Investment advisers, trying to preserve healthy 2012 gains in the markets after a decade of pathetic results, are pushing clients to stay calm about the mess in Washington.
While the financial markets will be nervous until there is a deal, "the underlying economic data continues to offer encouraging signs," Mark Luschini, chief investment strategist at Janney Montgomery Scott, wrote in a note to clients Wednesday.
"(Though) investors are being bombarded with suggestions to sell, Vanguard urges you to be cautious," said investment analyst Sarah Hammer, in one of a string of hand-holding video and written commentaries the fund giant has posted to try and persuade clients to hold onto their retirement accounts instead of dumping them to buy, say, gold, or high-yield, high-risk junk debt.
Obama was scheduled to return to Washington on Wednesday night from a Christmas vacation in Hawaii. Congress is to reconvene on Thursday.
If the President and the Senate and House of Representatives fail to reach an agreement, hundreds of billions of dollars of tax increases and federal spending cuts could jolt the U.S. economy.
The overhang of the fiscal cliff deadline did not overwhelm the markets on Wednesday. The Dow Jones industrial average slipped just 0.2 percent.
There is a chance for an abridged deal before Jan. 1 that would allow some higher taxes for wealthier Americans and fewer budgets cuts. Or an agreement might be achieved in the first weeks or months of 2013. But many observers believe either of those developments would still unnerve the financial markets and affect the economy at a time when housing and other economic indicators give some confidence that the new year could see a fast-improving economy.
Some of the consequences of tumbling over the cliff would be immediate, such as an end to some unemployment benefits. Others, such as huge cuts in government spending, would have a cumulative effect that would spread over 2013, analysts said.
In any regard, the fiscal cliff has the attention of most Americans. So what's the worst that can happen?
Asset prices are supposed to reflect the cash they will generate for their owners. But a feared or actual drop in government spending that companies depend on, plus increases in federal tax breaks that consumers and businesses count on, "may disrupt those cash flows for a couple of quarters," said James Meyer, chief investment officer at $1 billion-asset Tower Bridge Advisors, in an interview.
Such a situation could temporarily depress securities values, but they will recover, "assuming Washington doesn't go so far as to allow the U.S. to default on its debt and really create a mess," Meyer added.

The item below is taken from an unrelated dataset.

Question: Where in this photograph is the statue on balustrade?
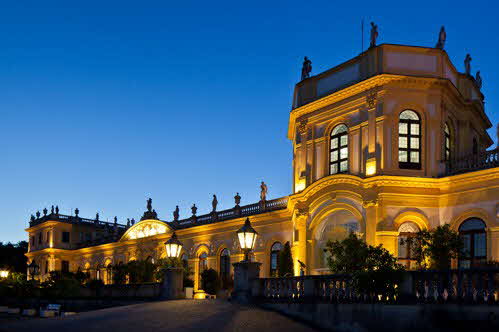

"The odds of that are small," he said, but not zero. The possibility lawmakers could once again threaten to stiff the Federal Reserve and other government creditors, instead of making a deal, could push investors to sell.
A government default would likely trim stock values, especially for "tech, industrials, basic materials, money-center (large investment) banks and high-profile retailers," Meyer explained, as well as other "stock market sectors that tend to swing higher in a rising market and lower when prices fall."
The White House and some Republicans in Congress had claimed to be close to a deal 10 days ago, but neither side feels a lot of incentive to give up the last few hundred billion dollars of tax increases or spending cuts, Meyer told clients of Boenning & Scattergood in a report Wednesday.
"(Obama) thinks he earned a mandate in the election to do things his way," Meyer said, instead of compromising as much as he did in a similar situation last summer. But neither he nor his rivals are strong enough to force a "one-sided agreement," Meyer said.
Investors still doubt Congress will force a default. Stocks rose an average 1 percent a month during 2012. They remain priced, Meyer observed, as if traders believe the "skies will begin to clear by March and life will get back to normal."
But what does normal mean in today's Washington?
"Few expect the new Congress to be any more productive than the last one," Meyer said, because it again will be the product of a largely divided electorate.
"There will be lots of debate about gun control, tax reform, immigration and energy. But the odds of getting anything done beyond what is essential, like raising the debt ceiling, is problematic at best."